The probability density for the process for coupon $i$ to yield its first coupon at time $t$ is $p_i\mathrm e^{-p_it}$. At that time, the probability that $m$ distinct coupons have not yet been collected is

$$ \sum_{S\subset P_i}(-1)^{|S|-\ell}\binom{|S|-1}{\ell-1}\prod_{j\in S}\mathrm e^{-p_jt}\;, $$

where $\ell=N-m$, $P_i$ is the set of sets of coupons other than $i$ with at least $\ell$ coupons, and $(-1)^{|S|-\ell}\binom{|S|-1}{\ell-1}$ is minus the Möbius function on $P_i\cup\{\emptyset\}$, ordered by inclusion, which you can check from

$$ \sum_{T\supset S\subset P_i}(-1)^{|S|-\ell}\binom{|S|-1}{\ell-1}=\sum_{\ell\le k\le|T|}(-1)^{k-\ell}\binom{k-1}{\ell-1}\binom{|T|}{k}=1\;. $$

Thus, the probability $c_i$ that when coupon $i$ is first collected $m$ distinct coupons have not yet been collected, and thus coupon $i$ gets collected, is

\begin{eqnarray} c_i &=& \int_0^\infty\mathrm dtp_i\mathrm e^{-p_it}\sum_{S\subset P_i}(-1)^{|S|-\ell}\binom{|S|-1}{\ell-1}\prod_{j\in S}\mathrm e^{-p_jt} \\ &=& \sum_{S\subset P_i}(-1)^{|S|-\ell}\binom{|S|-1}{\ell-1}\frac{p_i}{p_i+\sum_{j\in S}p_j}\;. \end{eqnarray}

For $m=N-1$ and thus $\ell=1$, we recover the probability for coupon $i$ not to be the last coupon collected,

$$ c_i=\sum_{S\subset P_i}(-1)^{|S|-1}\frac{p_i}{p_i+\sum_{j\in S}p_j}\;. $$

For $m=1$ and thus $\ell=N-1$, the sum has a single term, in which $S$ is the set of all $\ell$ coupons other than $i$, and we recover the trivial result $c_i=p_i$.

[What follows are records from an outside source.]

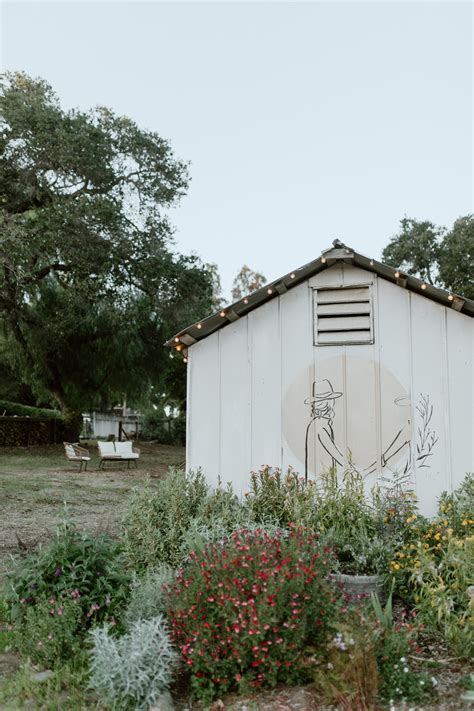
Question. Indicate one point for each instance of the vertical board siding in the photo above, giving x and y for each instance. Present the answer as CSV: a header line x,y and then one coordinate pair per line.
x,y
264,345
429,363
203,435
296,372
460,377
235,389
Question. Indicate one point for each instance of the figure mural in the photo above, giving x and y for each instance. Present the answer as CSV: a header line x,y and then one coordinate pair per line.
x,y
397,453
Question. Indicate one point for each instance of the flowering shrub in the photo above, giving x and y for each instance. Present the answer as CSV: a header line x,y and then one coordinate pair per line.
x,y
368,660
79,567
57,592
148,595
242,612
398,681
435,570
280,498
48,632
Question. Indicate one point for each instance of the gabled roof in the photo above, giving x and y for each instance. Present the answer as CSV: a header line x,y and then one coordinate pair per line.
x,y
339,252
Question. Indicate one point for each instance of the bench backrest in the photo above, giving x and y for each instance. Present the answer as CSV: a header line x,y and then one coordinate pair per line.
x,y
106,448
70,451
123,448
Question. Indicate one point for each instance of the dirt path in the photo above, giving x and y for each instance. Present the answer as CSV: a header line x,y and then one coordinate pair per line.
x,y
35,484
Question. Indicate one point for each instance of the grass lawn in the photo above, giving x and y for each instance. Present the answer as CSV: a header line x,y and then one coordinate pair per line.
x,y
36,482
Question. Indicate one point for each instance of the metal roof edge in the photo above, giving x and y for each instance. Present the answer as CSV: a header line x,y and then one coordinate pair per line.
x,y
338,252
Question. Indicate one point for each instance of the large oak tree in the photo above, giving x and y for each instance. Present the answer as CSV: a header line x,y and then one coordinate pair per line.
x,y
90,285
441,257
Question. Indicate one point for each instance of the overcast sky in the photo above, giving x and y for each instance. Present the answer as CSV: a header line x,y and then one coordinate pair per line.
x,y
303,121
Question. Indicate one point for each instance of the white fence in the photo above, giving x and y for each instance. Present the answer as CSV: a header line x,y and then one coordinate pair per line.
x,y
105,425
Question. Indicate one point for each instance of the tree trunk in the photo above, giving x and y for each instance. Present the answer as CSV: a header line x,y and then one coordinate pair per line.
x,y
73,424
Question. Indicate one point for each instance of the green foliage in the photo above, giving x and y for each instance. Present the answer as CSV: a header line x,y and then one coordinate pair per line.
x,y
14,408
89,279
435,570
162,524
241,612
50,631
156,425
157,519
458,508
246,282
65,690
130,672
280,498
440,257
74,566
148,595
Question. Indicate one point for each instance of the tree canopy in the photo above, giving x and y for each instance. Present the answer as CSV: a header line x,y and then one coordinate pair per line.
x,y
90,285
246,282
442,257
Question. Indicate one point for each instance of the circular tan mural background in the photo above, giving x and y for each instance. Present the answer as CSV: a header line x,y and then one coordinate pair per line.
x,y
371,415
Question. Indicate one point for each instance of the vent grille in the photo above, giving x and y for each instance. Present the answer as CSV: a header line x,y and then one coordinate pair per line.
x,y
343,316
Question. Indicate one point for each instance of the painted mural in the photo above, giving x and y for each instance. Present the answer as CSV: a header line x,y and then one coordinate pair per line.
x,y
322,417
340,426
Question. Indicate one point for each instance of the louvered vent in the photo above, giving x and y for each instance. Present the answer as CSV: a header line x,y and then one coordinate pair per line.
x,y
342,315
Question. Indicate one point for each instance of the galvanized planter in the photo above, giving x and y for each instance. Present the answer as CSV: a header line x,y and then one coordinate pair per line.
x,y
360,586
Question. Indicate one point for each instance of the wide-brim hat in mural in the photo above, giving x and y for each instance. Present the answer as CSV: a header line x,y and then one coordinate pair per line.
x,y
322,390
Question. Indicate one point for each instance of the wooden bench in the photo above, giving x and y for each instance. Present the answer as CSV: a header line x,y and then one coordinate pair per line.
x,y
75,453
118,452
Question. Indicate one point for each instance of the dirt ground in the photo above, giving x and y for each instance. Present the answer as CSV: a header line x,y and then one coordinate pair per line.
x,y
37,482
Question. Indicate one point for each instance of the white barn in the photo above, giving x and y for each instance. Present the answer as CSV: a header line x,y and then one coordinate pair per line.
x,y
345,360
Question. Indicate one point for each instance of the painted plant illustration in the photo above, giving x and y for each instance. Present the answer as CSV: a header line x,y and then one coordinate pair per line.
x,y
322,417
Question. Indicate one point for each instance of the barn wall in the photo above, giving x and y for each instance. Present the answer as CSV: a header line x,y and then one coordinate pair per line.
x,y
401,405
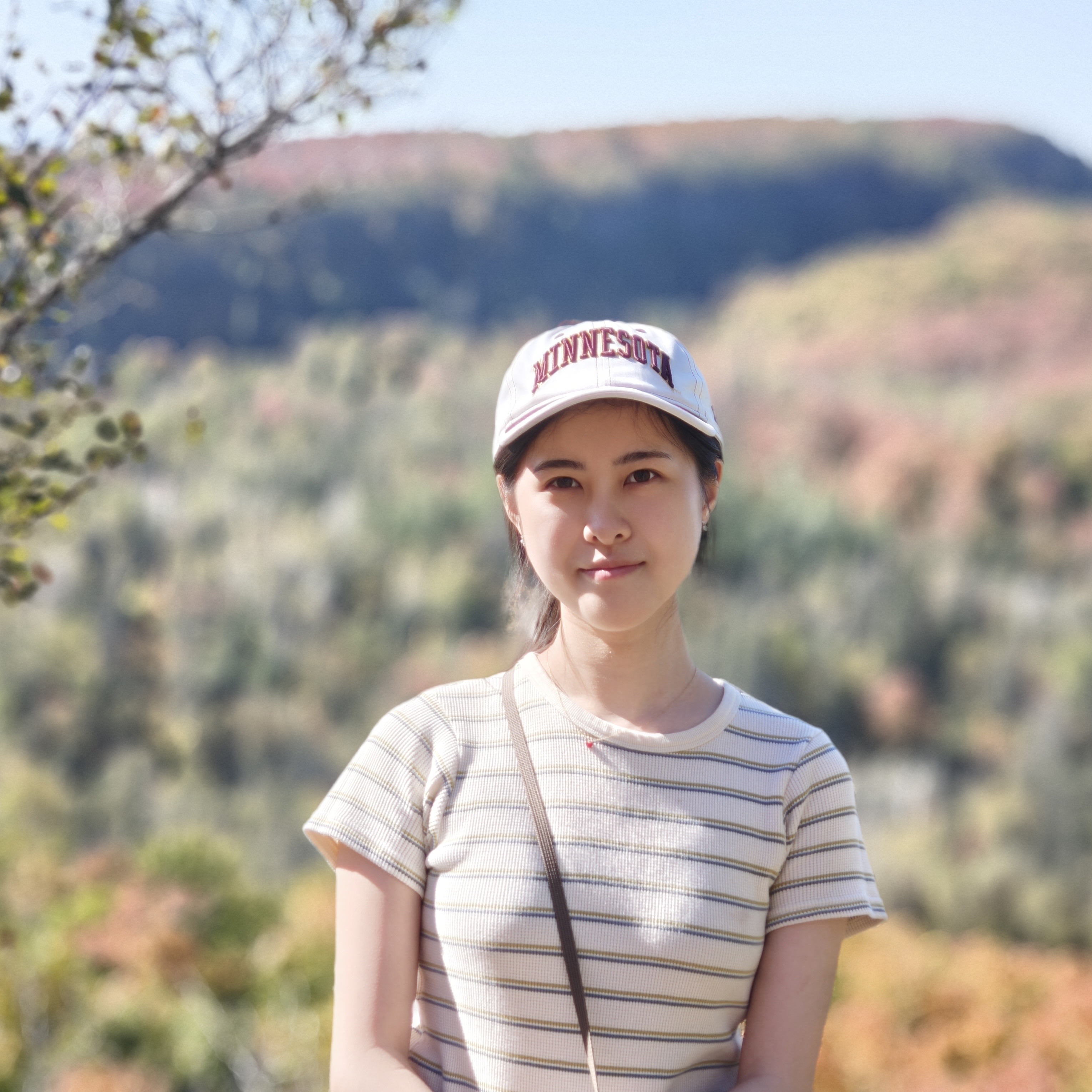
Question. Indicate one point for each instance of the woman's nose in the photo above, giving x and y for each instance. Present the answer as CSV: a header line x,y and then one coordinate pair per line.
x,y
606,526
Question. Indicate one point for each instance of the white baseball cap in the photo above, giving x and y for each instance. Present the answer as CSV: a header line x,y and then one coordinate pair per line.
x,y
601,360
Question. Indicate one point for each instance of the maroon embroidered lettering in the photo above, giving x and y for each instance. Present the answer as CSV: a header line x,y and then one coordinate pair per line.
x,y
541,374
569,350
607,351
666,370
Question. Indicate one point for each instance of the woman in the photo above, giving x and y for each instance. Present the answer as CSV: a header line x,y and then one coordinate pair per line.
x,y
709,845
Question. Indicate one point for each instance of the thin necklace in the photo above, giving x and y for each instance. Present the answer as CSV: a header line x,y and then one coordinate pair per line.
x,y
562,696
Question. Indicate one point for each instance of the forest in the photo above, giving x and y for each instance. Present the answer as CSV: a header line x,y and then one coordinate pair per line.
x,y
901,555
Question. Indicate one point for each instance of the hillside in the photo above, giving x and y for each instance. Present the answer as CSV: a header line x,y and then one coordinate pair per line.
x,y
903,556
484,230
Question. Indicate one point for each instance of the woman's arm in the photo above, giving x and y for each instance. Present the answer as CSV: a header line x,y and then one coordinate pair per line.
x,y
788,1008
378,926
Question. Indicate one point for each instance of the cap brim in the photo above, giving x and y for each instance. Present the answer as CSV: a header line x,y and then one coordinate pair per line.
x,y
544,410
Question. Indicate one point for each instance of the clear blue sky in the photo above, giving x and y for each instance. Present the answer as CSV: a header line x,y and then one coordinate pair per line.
x,y
517,66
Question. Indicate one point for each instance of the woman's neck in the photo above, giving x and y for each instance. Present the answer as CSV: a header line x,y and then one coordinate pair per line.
x,y
643,678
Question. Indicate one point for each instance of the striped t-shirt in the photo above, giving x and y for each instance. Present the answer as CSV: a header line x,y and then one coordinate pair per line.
x,y
679,852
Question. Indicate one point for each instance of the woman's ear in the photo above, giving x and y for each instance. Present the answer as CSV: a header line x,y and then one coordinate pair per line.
x,y
506,498
713,489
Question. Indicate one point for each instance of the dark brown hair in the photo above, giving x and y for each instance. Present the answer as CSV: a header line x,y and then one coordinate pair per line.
x,y
526,591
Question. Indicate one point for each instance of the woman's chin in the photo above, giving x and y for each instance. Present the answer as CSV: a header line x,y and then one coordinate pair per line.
x,y
605,617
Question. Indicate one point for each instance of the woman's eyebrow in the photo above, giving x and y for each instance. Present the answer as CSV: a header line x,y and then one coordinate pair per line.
x,y
639,457
554,465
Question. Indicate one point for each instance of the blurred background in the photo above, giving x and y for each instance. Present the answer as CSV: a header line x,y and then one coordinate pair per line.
x,y
872,225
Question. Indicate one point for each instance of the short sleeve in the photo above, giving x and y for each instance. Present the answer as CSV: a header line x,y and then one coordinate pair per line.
x,y
388,803
826,873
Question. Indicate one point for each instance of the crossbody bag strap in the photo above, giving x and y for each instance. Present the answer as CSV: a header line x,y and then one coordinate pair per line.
x,y
545,837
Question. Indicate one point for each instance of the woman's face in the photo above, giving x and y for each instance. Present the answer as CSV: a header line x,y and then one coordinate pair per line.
x,y
611,509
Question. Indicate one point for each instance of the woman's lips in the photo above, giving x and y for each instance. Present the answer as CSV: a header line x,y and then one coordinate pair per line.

The expected number of rare coupons collected is

$$ \sum_{i\gt n}c_i=\sum_{i\gt n}\sum_{S\subset P_i}(-1)^{|S|-\ell}\binom{|S|-1}{\ell-1}\frac{p_i}{p_i+\sum_{j\in S}p_j}\;. $$

We can write this as a single sum by collecting the terms with the same denominator:

$$ \sum_{i\gt n}c_i=\sum_T(-1)^{|T|-\ell-1}\binom{|T|-2}{\ell-1}\frac{\sum_{n\lt j\in T}p_j}{\sum_{j\in T}p_j}\;, $$

where the sum now runs over all sets of at least $\ell+1$ coupons.

I don’t see how either of these representations could be simplified for the specific case of a Zipf distribution.